On a personal level it is the accumulation of smaller losses that hollows us out. Simple things like meeting for coffee or breakfast. Communal things like singing together in church. Family things like seeing and holding children and grandchildren. Routine things like no longer seeing the same familiar faces at the gym, or the grocery trip that once had a kind of charm but now feels chaotic and slightly foreboding. If, in the midst of all this, we have been subjected to an illness or death, in the family or among friends, a job loss or financial crisis, then we may feel as if we are living on an island of one somewhere deep in the swamp of grief.

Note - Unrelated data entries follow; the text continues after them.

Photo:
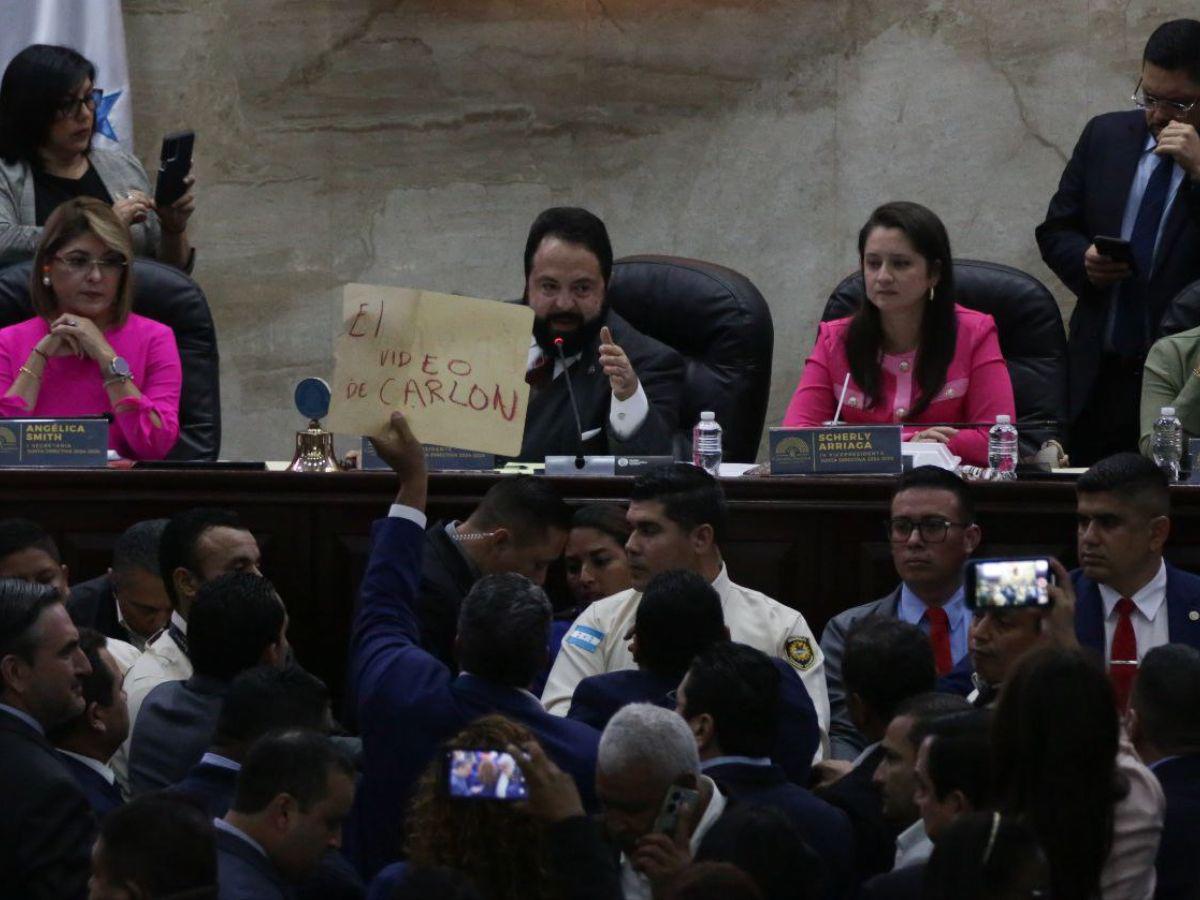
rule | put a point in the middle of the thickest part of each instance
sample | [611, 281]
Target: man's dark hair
[503, 630]
[1175, 46]
[18, 534]
[162, 844]
[265, 699]
[177, 545]
[137, 547]
[526, 505]
[233, 621]
[571, 225]
[1167, 697]
[22, 605]
[678, 616]
[690, 497]
[1132, 478]
[960, 756]
[739, 688]
[886, 661]
[935, 478]
[35, 84]
[293, 762]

The almostness of this time extends to the mechanics of ordinary commerce and society. While our doctors, dentists, veterinarians, optometrists, and financial advisers are all still around – and in serious need of our business – accessing them is fraught with clumsy procedures and awkward maneuvers. Yes, we can get to them, sort of, but not as we used to and not as we would like. It is almost normal but not really.
It is hard to know what we can expect from one another too. Can we, should we, call someone for help? Just the uncertainty is a grief. The ambivalence surrounding the question of family getting together for Thanksgiving, many people’s favorite family gathering, is also a grief. Could we, should we, can we? National, religious, and family holidays are normally the candles that light our way through the dark months, but now they are uncertain like everything else. Uncertainty, the jello of almost, when we know what is supposed to happen but we are not sure if it will, quivers with grief.
The stages of grief are well-known intellectually: denial, anger, bargaining, depression, acceptance. But another aspect of grief, less recognized, is just how sneaky it is. We can be laden with grief and not realize that is what we are feeling. We may cast about to blame others or ourselves for feeling as we do when actually, we are grieving for something we have lost. Even coming to that small moment of acceptance can be amazingly liberating.
Just thought I would mention it in case you are grieving too.